In my opinion, it is Muscat’s leadership itself that is poor. This poverty is his doing: mental poverty, poverty of reason, and lack of serenity, controlled by a compromised media that does not broadcast impartially.

This is a government with a greed for power because it has things to hide while also helping to destroy the Nationalist Party in Opposition. This is precisely the scenario where governance is employed with strategy, cautiously and meticulously. As for the rest, we all know what the lack of good governance in various other sectors brings.

This government was elected on its call to fix the wrong doings, but this did not happen. Not only, our country has lost its soul.

On Sunday 11th was the first time after a long time that the word “poor” was uttered by Muscat. Usually, his weekend sermons give him the appearance of Mr Positive standing high on a pedestal. However, it appears that this time Muscat has realised, or has been told, that the polls are showing that he’d better change his tune because otherwise he’s going to appear cut off from the people.

So we’ve ended up kneading “poverty” into the reality that we have to “fight” together. I note the plural in his speech. It’s usually what he, as Prime Minister, is going to do, and what he wants to see in Malta, and so on. So I ask: Whose fault is it that material poverty, social poverty and intellectual poverty exist around us?

One should also note that when it suits him, Joseph Muscat behaves as if he’s more of a super Liberal Prime Minister than Milton Friedman who had won the Nobel Prize in 1976, and when it suits him, he plays the part of a bigger socialist than Dom Mintoff. What is certain is that he has placed himself at the centre of the economy and made it his own, and has encouraged the call of the seventies: “We’re invincible with …. as leader” and that he is ‘invictus’. This bears scrutiny.

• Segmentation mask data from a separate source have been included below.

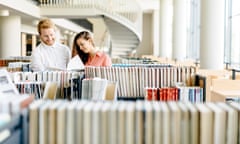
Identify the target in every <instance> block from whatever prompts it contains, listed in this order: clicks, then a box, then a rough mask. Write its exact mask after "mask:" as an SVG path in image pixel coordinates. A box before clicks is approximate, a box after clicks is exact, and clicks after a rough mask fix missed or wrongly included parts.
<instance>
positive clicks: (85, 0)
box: [37, 0, 142, 57]
mask: <svg viewBox="0 0 240 144" xmlns="http://www.w3.org/2000/svg"><path fill="white" fill-rule="evenodd" d="M37 3H38V6H39V8H40V15H41V16H43V17H50V18H58V17H61V18H65V19H77V18H91V17H100V18H102V19H103V21H104V22H105V24H106V27H107V29H108V32H109V34H110V39H111V47H109V54H110V55H111V56H112V57H126V56H128V55H129V54H130V53H131V52H132V51H134V50H135V49H136V48H137V47H138V45H139V43H140V42H141V38H142V11H141V8H140V6H139V5H138V3H137V2H136V1H135V0H130V1H129V0H39V1H37Z"/></svg>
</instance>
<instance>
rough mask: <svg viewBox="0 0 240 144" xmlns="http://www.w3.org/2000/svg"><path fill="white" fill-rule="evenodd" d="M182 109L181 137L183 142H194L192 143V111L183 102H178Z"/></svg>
mask: <svg viewBox="0 0 240 144" xmlns="http://www.w3.org/2000/svg"><path fill="white" fill-rule="evenodd" d="M177 104H178V106H179V108H180V111H181V122H180V123H181V130H180V131H181V132H180V139H181V144H192V143H190V116H191V115H190V113H189V109H188V108H187V106H186V105H185V104H184V103H182V102H178V103H177Z"/></svg>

This is Joseph Muscat’s labour government. The social soul that the Malta Labour Party was famous for has been set aside and nowadays he’s telling us that we have to fight all sorts of poverty ourselves, when the responsibility falls on the government.

We’ve ended up with the rich getting richer and the poor getting poorer. The rich are reigning because the GDP is still growing.

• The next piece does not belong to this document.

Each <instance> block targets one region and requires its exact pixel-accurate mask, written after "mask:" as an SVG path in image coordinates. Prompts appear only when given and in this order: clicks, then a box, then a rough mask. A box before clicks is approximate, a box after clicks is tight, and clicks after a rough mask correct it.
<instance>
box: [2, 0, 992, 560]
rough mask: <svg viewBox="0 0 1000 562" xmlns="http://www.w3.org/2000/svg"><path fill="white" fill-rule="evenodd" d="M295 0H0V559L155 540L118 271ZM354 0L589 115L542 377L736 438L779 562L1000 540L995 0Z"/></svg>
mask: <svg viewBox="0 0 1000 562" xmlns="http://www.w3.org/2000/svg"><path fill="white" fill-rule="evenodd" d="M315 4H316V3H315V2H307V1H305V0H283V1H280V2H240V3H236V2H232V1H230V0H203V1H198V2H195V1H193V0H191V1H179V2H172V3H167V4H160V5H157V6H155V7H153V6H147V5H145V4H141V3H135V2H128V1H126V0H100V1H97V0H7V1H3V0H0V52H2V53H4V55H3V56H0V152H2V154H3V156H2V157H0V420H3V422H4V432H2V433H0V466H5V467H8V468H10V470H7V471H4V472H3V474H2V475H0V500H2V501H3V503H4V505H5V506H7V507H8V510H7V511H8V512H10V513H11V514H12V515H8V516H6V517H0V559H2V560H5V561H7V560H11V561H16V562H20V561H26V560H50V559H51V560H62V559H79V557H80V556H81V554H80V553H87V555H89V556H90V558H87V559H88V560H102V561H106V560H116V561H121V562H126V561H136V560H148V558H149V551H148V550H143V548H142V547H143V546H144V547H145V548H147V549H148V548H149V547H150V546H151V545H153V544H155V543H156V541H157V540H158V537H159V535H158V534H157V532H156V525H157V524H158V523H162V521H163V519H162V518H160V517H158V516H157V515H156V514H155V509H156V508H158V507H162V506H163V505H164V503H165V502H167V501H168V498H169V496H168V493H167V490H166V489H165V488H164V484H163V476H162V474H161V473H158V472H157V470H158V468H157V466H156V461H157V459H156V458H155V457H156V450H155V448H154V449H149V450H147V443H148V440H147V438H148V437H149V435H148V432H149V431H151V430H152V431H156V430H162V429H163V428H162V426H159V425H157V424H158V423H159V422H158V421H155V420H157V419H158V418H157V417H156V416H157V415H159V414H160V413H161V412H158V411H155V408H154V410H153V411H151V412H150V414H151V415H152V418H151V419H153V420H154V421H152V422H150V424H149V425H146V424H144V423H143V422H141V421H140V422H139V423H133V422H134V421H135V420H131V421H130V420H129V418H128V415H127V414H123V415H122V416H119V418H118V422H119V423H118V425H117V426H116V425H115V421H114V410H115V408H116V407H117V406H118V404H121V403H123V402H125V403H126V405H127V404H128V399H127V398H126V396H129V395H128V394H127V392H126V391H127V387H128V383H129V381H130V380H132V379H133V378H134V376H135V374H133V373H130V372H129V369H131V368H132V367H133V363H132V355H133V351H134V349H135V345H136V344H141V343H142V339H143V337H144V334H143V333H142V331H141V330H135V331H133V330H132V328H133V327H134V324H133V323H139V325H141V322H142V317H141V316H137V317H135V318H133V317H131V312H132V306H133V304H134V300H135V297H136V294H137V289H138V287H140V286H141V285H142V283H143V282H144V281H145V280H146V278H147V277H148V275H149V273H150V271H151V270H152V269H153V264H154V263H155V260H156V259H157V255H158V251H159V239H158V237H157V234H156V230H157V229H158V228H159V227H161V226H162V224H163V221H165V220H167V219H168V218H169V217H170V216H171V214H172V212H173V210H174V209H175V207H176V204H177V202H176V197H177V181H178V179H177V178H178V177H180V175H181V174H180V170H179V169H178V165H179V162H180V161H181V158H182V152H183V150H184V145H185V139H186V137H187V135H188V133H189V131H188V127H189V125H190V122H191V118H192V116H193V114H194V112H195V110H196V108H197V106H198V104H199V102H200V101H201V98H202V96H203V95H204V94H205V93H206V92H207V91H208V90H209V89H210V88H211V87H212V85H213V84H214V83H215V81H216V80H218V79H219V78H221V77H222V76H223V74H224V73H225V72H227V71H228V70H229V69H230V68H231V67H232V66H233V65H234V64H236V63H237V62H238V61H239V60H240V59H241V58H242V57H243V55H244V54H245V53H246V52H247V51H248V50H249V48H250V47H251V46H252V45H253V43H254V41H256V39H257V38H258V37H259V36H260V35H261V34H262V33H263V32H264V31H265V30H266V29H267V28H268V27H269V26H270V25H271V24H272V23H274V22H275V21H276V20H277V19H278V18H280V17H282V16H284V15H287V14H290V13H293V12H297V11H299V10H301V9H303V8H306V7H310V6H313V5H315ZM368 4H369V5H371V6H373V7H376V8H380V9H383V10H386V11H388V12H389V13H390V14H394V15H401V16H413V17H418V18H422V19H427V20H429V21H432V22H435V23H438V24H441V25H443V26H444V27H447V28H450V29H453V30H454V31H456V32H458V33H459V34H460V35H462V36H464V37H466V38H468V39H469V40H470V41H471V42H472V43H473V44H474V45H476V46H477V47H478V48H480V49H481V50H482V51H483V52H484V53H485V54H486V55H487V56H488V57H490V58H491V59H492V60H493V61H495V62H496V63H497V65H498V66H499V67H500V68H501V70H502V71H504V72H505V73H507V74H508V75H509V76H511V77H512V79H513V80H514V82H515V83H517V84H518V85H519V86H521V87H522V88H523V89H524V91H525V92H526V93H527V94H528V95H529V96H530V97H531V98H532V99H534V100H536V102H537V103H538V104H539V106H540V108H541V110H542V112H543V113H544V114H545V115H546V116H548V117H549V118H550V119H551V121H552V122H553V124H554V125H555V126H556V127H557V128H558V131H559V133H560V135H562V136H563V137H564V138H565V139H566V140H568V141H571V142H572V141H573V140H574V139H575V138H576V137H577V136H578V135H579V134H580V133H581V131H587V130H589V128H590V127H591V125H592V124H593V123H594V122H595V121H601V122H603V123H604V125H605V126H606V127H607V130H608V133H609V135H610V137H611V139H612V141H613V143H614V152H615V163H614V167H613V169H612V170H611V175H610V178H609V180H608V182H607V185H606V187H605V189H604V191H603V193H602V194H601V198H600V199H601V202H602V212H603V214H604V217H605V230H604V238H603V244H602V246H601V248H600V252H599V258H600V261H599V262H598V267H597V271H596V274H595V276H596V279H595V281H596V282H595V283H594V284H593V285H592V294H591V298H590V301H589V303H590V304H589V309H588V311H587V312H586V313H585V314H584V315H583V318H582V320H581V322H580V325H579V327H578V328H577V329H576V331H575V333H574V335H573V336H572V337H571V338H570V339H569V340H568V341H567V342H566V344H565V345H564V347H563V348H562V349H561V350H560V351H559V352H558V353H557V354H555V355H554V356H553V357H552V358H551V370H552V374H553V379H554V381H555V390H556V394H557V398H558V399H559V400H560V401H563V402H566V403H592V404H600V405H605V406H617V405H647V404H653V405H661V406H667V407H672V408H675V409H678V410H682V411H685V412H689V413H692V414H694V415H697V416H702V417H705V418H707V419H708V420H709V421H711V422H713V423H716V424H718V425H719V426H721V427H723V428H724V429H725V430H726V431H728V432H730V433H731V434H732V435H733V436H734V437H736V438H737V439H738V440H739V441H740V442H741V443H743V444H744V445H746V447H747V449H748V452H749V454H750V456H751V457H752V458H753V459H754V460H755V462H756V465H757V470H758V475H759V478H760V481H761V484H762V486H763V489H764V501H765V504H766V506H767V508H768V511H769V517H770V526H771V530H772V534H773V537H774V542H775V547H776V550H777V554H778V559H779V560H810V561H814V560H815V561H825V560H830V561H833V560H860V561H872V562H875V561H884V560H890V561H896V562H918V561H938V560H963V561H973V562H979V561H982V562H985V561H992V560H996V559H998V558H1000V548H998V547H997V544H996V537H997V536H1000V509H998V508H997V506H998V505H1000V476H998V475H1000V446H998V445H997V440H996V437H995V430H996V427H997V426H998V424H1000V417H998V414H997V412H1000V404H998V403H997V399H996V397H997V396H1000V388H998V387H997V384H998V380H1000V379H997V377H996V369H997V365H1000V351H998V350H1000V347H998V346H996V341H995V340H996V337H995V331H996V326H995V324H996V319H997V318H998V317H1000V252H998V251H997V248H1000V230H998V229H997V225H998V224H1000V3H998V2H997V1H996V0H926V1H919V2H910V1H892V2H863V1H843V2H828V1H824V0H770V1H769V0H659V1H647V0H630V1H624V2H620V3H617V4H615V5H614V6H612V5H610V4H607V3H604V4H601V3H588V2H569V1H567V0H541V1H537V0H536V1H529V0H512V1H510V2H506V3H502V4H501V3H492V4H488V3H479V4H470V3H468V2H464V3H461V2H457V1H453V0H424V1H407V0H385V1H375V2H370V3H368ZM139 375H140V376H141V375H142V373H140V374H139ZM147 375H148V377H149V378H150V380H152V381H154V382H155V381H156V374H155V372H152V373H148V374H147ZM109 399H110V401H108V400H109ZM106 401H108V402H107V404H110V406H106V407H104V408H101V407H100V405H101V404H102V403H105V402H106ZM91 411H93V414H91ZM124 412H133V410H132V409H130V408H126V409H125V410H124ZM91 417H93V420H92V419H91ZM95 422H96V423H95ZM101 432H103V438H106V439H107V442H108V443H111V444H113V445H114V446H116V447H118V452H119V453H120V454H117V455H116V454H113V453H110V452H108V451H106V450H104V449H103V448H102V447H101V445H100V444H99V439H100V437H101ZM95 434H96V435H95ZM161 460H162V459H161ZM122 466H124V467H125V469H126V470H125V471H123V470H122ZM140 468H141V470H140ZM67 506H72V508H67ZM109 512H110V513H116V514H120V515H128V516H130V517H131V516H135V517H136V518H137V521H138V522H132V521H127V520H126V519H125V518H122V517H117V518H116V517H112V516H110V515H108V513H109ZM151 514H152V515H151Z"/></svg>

Remember that even this era of economic boom will end. Nothing is infinite and it is necessary to put aside some money for rainy days.

This is a country sickened by mediocrity and up to now it appears that there isn’t a choice between Joseph Muscat’s Labour Party and Adrian Delia’s Nationalist Party to save this country.

I am convinced that not everybody has swallowed the bait and I will keep hoping and working for what is right, because my country is truly in my heart.